奥州最北端を境界に、北は雪、南は雨の予報でした。当地区はその境界線上です。やはり、雨と霙(みぞれ)が交互に、そして、休み休み、ダラダラと降る日です。
昔、この春の雪を、和魂(にぎみたま)と言った方がいました。よく解りませんが、神道の概念の世界のようです。神の加護の中の、優しく平和的要素の表れ、という解釈のようです。
工房では、「額スタンド」づくりの最終段階を迎えています。当初、支度した材料は10架分でしたが、1架は、組み立てず、次回用のサンプルにします。実は、加工の段階でトラブルがあったこともあります。このトラブルは、ホゾ穴の位置の間違いです。表と裏を逆に穴をあけたのです。

単純な作業ほど、前後左右表裏を取り違えることがあります。歳の所為(せい)もありそうですが、オギャーッと生まれた瞬間から背負ってきた宿命のようでもあります。今は、気にしないようにしています。自分でつくったものです。間違ったのであれば、作り直せば良いだけなのです。
塗料の選択について考えてきましたが、結局は、植物油脂のオイルフィニッシュに落ち着きます。実は、昨日、1架だけの試し塗りで、満足を得た結果です。木部深くに浸透し、木肌の感触を残す塗料です。今朝、残りの8架に塗ります。特有の匂いはするものの、悪くはないものです。
額は、世界中の大抵のお宅で扱われる一般的な文化です。再びつくることになりそうです。今回は、150mm~160mmほどの小さい額をイメージしたものです。スタンドの高さはほんの80mmほどです。しかし、320mm×320mmほどの色紙大の額でもバランス良く載ります。「やじろべえ(弥次郎兵衛)」に似てもいそうです。

話は飛びますが、この「弥次郎兵」は、「十返舎一九(じっぺんしゃいっく)」の「東海道中膝栗毛」の登場人物「弥次郎兵衛、喜多八」に由来するようです。要は、バランスをとる、ということにありそうです。
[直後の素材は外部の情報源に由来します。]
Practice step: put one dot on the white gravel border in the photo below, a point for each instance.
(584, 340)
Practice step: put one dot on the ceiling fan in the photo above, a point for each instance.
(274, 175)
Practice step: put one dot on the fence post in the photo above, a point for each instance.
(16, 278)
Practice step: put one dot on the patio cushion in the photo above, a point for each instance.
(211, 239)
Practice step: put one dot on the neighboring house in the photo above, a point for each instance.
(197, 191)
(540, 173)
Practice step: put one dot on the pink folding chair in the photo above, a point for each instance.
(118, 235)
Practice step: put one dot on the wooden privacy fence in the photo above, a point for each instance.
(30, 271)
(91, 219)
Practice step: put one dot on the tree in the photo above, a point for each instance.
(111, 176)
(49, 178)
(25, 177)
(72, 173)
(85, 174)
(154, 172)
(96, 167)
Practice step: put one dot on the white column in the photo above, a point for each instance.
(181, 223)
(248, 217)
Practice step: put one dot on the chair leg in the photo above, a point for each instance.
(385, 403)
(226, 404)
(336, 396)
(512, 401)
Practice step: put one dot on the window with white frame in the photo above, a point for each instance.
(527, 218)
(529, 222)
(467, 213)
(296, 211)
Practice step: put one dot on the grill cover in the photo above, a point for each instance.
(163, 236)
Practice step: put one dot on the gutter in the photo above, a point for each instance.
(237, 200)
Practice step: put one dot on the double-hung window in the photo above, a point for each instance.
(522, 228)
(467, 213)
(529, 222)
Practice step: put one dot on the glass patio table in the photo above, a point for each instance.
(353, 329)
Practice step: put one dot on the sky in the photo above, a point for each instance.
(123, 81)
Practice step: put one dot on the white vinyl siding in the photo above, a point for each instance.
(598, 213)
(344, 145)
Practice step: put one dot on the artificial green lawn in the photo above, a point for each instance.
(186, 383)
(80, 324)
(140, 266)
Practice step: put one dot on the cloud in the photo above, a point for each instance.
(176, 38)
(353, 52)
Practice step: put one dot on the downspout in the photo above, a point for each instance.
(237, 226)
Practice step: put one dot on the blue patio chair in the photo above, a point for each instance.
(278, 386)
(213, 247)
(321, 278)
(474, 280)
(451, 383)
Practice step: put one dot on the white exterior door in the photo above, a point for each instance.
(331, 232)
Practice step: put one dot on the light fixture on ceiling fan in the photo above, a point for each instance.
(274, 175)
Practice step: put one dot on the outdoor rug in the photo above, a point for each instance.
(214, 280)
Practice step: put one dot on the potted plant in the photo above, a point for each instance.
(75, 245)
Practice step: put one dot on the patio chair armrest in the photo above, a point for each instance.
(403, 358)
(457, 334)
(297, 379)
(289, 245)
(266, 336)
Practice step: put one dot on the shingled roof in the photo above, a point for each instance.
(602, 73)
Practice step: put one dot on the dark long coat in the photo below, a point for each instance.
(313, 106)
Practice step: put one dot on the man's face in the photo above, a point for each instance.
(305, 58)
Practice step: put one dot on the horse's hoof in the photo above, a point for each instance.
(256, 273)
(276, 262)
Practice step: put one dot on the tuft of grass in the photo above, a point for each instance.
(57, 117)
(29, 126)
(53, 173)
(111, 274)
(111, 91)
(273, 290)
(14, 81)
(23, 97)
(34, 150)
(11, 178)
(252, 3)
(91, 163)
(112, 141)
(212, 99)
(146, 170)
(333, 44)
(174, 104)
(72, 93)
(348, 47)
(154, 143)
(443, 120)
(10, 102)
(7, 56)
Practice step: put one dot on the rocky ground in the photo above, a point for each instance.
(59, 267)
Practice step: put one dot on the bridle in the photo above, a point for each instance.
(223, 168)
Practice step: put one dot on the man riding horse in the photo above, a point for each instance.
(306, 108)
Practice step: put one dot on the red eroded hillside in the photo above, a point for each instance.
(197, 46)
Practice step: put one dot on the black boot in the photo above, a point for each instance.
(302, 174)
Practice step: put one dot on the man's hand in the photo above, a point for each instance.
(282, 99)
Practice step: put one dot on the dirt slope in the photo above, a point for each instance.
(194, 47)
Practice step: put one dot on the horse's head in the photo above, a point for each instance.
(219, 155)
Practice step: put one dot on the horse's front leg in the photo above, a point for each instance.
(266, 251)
他に、先般、600mm×1200mmの額もつくっています。それ用のスタンドもつくる必要がありそうです。既に、いくつかのテーマを設定しています。精度の高さもそのひとつですが、如何に芸術性を持たせるか、です。いつも目に触れるものには、是非とも必要な要素です。
材の比較検討も課題のひとつです。木それぞれには、それぞれの持つ特質があります。ケヤキ(欅)、クリ(栗)等のバージョンも面白そうです。希少で優秀な当地の青森ヒバは、世界の皆さんへのお土産に適していそうです。